Data issued in preliminary survey results by the National Retail Federation in a New York Times report found that retail sales in stores and online from Thanksgiving through the end of this past weekend were down 11 percent annually compared to the same time a year ago, from $57.4 billion to $50.9 billion.
Though it is much too early to make a definitive statement on the success of the holiday shopping season, the results run counter to NRF projections suggesting a banner year.
Other notable data points cited by the NRF included:
-the average holiday weekend shopper spent $159.55 online, which is a 10.2 percent annual decline;
-133.7 million people shopped or planned to shop at stores or online over the Thanksgiving weekend, which is down 5.2 percent; and
-shoppers spent an average of $380.95 over the four days, down 6.4 percent from last year’s average of $407.02
In early October, the NRF said that it expected holiday retail sales, which it defines as the months of November and December and exclude autos, gas, and restaurant sales, are expected to grow 4.1 percent compared to 2013 to $616.9 billion, which is above the actual 3.1 percent for 2013.

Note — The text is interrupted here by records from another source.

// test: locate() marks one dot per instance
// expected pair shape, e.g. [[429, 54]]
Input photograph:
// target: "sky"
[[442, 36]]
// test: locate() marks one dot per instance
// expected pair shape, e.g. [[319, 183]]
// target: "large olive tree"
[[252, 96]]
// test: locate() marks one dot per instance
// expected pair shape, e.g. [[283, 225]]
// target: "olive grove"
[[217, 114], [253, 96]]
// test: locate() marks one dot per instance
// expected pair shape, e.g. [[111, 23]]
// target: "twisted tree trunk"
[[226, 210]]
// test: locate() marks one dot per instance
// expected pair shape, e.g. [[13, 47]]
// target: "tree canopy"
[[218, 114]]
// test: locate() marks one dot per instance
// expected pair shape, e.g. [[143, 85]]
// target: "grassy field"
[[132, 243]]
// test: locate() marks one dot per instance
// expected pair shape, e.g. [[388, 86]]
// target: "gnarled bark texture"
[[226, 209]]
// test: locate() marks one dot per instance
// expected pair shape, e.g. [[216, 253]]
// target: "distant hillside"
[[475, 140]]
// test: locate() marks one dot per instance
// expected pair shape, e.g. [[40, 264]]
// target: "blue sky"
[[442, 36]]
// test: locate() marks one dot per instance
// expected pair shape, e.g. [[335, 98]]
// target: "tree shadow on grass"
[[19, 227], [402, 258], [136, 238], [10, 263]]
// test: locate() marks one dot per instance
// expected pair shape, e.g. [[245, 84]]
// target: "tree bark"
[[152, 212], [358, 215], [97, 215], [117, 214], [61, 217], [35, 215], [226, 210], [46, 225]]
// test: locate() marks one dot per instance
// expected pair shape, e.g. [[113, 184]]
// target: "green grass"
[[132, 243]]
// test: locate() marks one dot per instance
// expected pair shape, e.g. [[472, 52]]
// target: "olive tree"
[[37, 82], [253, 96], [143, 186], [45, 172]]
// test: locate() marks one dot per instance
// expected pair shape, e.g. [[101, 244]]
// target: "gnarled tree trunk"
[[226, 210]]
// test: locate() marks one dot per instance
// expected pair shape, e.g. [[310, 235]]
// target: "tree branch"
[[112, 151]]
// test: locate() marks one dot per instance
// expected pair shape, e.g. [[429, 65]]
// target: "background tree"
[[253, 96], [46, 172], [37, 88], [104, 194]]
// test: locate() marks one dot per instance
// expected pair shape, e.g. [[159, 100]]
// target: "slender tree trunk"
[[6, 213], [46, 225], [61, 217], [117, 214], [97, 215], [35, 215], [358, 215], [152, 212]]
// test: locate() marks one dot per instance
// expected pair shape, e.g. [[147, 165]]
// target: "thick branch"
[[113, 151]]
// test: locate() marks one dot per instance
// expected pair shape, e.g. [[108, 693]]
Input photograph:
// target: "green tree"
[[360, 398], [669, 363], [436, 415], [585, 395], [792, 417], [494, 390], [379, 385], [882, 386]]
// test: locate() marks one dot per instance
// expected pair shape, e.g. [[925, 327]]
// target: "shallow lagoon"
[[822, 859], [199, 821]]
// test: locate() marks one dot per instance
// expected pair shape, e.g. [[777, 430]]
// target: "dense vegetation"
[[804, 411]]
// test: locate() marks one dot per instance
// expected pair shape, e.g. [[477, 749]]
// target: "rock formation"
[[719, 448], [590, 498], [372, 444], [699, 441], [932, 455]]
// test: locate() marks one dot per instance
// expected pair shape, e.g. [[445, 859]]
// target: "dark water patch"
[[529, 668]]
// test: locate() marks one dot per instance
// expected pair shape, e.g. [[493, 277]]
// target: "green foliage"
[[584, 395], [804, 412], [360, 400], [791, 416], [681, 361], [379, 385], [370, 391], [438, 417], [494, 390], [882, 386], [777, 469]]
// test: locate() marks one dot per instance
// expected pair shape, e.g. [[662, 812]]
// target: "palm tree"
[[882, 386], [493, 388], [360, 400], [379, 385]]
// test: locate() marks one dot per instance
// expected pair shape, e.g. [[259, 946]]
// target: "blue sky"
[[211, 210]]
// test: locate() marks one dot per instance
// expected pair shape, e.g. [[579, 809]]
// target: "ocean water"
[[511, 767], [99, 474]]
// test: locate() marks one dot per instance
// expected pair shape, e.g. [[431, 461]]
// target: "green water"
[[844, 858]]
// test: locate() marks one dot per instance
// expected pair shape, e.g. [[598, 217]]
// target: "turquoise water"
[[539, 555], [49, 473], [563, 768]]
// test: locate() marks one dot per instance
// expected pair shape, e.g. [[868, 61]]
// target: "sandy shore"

The NRF said that holiday sales have grown by an average of 2.9 percent over the last ten years, which includes its 2014 projection, and are pegged to account for 19.2 percent of the retail sector’s $3.2 trillion in 2014 annual sales, and if the 4.1 percent 2014 annual increase is reached, it would mark the first time holiday sales have headed up more than 4 percent annually since 2011.
The NRF’s holiday sales forecast, according to the organization, is based on an economic model that uses several different types of indicators, including consumer credit, disposable personal income, and previous monthly sales releases.
The organization’s rationale for the expected annual boost in holiday retail sales was based on the theory that consumers are in a better place at this time of the year than they were a year ago, even though consumer income and spending have only seen moderate gains leading up to the big holiday shopping push. At the same time, though, the NRF also cautioned that shoppers would still be deliberate with purchases and also keep an eye out for attractive bargains.
So, where does that leave things now, based on the less-than-expected results over Thanksgiving weekend?
NRF President and Chief Executive Matt Shay said in the NYT report that the impact of the recession is not over yet for many consumers, coupled with the fact that things like low gas prices and improving job prospects did not translate into “must do” Black Friday and holiday weekend shopping to the levels that were expected.
While the NRF’s data did not see the expected annual gains, data from comScore, specifically related to e-commerce activity, painted a much more positive picture.
According to comScore, U.S. desktop retail e-commerce spending for the first 28 days of the November-December holiday shopping season was up 15 percent annually at $22.7 billion, with Thanksgiving alone up 32 percent at $1.01 billion, marking the first day of the 2014 holiday shopping season to top the $1 billion mark, followed by Black Friday’s 26 percent annual gain at $1.51 billion.
With today’s calendar showing it is December 1, we are sure to see a lot of activity and information related to holiday shopping, whether it is via foot traffic at malls or desktops. Either way, there is a lot of ground to be covered before a real verdict is rendered as to how things went.
From a supply chain perspective, the NRF’s data could eventually lead to what could be viewed as a “mad scramble” in the form of excess inventory that needs to be moved if holiday sales are lower than expected. An inventory overhang is never a welcome occurrence for retail shippers, and if anyone needs reminding of those (not so) “good times,” then look no further back than the 2008-2009 holiday season, which led to more than a few post-holiday bargains.
But it is way to early to take such a somber tone, so we will have to wait to see how things truly shake out. Either way, it will be fun to follow.